Front-end data structure and algorithm (11): A binary search algorithm that seems simple and maddening

Front-end data structure and algorithm (11): A binary search algorithm that seems simple and maddening

Preface

The binary search method is an efficient search algorithm. Its idea is very easy to understand, but it is not simple to write a correct binary search. This chapter starts with the most basic implementation of binary search, explains its writing skills, and then introduces the compilation of its four common variants, and finally applies binary search to solve real interview questions, so that you can apply what you have learned and have a deeper understanding of it. Really master it.

What is binary search?

This is an efficient algorithm for quickly finding an element in an ordered array . For example, the example given in Chapter 1: You borrowed a stack of books to go out of the bookstore, and one of them forgot to register. How to find that book quickly? You can try it out one by one, or you can directly detect half of a stack of books each time, and repeat the process for the remaining half stack of books. In this way, you only need to use 4 books for 12 books. The search algorithm that divides the data in two every time like this is the binary search method.

Limitations of binary search

Although the search efficiency is very high, like all algorithms, it also has its limitations.

1. Must use array

You need to use the array to access only O(1)the characteristics of the element through the subscript . This linked list cannot be achieved, because access to an element must be traversed, which will increase the complexity.

2. The data must be in order

Because each time is compared with the intermediate element, the result is to discard half of the search range, so this intermediate element needs to play the role of a critical value.

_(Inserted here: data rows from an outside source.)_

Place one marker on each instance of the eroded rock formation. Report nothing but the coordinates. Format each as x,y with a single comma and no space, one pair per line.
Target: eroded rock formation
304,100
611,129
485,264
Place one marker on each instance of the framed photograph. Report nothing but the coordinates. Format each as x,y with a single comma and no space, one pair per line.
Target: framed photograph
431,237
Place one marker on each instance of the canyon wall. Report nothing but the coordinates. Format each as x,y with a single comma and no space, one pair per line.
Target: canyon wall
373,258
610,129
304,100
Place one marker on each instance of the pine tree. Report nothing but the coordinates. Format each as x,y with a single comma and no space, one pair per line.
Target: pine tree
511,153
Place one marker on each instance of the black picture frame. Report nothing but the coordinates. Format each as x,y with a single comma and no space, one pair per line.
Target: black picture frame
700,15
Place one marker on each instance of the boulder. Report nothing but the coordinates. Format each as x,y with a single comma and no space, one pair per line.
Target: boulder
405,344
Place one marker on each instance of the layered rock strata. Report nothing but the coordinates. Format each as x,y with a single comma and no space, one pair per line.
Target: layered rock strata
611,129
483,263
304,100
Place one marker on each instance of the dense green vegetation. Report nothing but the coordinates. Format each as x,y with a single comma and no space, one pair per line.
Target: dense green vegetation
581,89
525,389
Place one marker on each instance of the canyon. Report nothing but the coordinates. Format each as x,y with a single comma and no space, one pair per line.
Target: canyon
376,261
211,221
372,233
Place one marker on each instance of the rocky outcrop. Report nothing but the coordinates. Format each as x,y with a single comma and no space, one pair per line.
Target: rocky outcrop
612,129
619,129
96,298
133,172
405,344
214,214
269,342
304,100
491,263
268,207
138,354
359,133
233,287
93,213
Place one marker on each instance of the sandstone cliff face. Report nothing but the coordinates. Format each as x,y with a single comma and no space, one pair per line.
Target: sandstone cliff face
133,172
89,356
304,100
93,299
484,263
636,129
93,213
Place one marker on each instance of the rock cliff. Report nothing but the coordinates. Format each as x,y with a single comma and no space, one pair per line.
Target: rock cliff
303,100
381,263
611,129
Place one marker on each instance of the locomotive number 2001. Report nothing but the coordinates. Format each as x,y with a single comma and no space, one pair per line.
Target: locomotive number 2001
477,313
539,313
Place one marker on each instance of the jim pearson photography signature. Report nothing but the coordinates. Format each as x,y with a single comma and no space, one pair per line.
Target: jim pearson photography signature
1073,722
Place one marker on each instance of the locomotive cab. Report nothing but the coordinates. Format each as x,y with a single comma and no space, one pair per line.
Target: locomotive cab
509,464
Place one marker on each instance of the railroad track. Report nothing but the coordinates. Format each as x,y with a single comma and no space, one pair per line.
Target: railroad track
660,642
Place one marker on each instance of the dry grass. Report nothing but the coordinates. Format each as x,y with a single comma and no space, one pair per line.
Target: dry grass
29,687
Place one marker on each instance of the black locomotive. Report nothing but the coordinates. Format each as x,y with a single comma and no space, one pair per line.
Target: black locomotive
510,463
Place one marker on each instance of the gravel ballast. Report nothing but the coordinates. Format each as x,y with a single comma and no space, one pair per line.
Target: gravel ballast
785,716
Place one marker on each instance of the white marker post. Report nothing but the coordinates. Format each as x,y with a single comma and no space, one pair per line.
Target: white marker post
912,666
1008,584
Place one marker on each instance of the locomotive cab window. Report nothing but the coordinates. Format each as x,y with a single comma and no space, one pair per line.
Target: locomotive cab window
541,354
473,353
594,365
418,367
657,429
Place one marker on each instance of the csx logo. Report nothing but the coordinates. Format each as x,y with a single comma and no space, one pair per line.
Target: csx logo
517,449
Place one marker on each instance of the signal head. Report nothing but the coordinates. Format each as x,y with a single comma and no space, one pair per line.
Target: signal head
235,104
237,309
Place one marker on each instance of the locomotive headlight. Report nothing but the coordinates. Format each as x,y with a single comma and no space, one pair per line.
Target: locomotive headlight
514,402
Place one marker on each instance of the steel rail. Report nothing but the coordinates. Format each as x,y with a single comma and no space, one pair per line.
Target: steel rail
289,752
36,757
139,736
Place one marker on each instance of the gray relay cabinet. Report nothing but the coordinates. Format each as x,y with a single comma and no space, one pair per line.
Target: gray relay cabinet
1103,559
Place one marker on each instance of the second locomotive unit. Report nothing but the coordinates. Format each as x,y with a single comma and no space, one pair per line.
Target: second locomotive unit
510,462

3. The amount of data is too small to be used

If the amount of data is too small, it is not much different from the speed of traversal, so there is no need to use binary search. There are exceptions. If the comparison operation is time-consuming, binary search can effectively reduce the number of comparisons, and binary search can be used even if the amount of data is small.

Basics: the realization of binary search

Every time we compare the intermediate value of the sequence array with the value to be searched, if the intermediate value is greater than the value to be searched, it is searched in the cell, and vice versa. After the idea is clear, then go to the code, follow the code to better understand:

function binarySearch(arr, val) {
  let l = 0;//left border
  let r = arr.length-1;//right border
 //Find in the range of [l ... r-1]
  
  while (r >= l) {//termination condition
    const mid = (l + (r-l)/2) | 0;//take the middle value
    if (arr[mid] === val) {//just found
      return mid;//return the corresponding subscript
    } else if (arr[mid]> val) {//If the current value is greater than the search value, go to the left edge to find
      r = mid-1;//Redefine the right boundary to mid-1
    } else {
      l = mid + 1;//redefine the left boundary
    }
    
  }
  return -1;//return -1 if not found
}

const arr = [1, 2, 3, 4, 5, 6, 9, 10];
binarySearch(arr, 10);//7

Here, including the intermediate values ​​in the previous chapters are all adopted l + (r - l)/2 | 0, but not adopted (r + l)/2 | 0, because if the lsum ris very large, the addition will cause an integer overflow bug.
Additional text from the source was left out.